No, I want to hear a story like the ones humans told each other!

From the archive databases? Why do you want to hear that? Humans were most of them vile creatures. They had way too many incentives to be un-altruistic. 

Pleeease?

Alright, I’m accessing it. Here’s one: Hercules. Once upon a time, there was a species where the males had a large optional range in parental investment, but the females were reproduction gatekeepers. Most females traded away reproductive exclusivity in exchange for larger male parental investment, in a relationship called marriage. One male, Zeus, produced an extramarital offspring named Hercules.
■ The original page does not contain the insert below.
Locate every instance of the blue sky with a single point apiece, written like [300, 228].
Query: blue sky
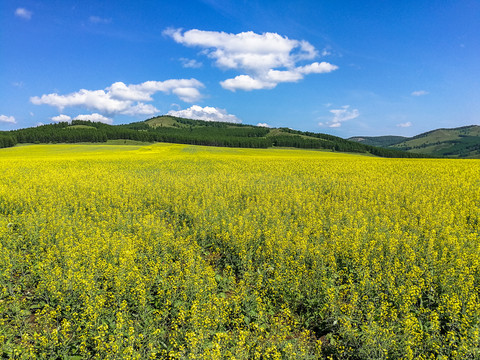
[340, 67]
His wife refused to provide parental investment, vetoing also Zeus’s participation. However, when Hercules was able to reliably signal exceptional fitness, negotiating power shifted out of her favour and she was forced to concede. EOF

Nooo you have to tell it like the humans tell it! It has to have details about their attributes to make it believable, and you have to contextualize it as any young male’s coming-of-age!

That’s nonsense. If your belief state is consistent, then adding details to a story makes it strictly less believable. And the whole point of the story is about how Hercules has an anomalously high relative fitness. By definition, it cannot generalize to the whole population. 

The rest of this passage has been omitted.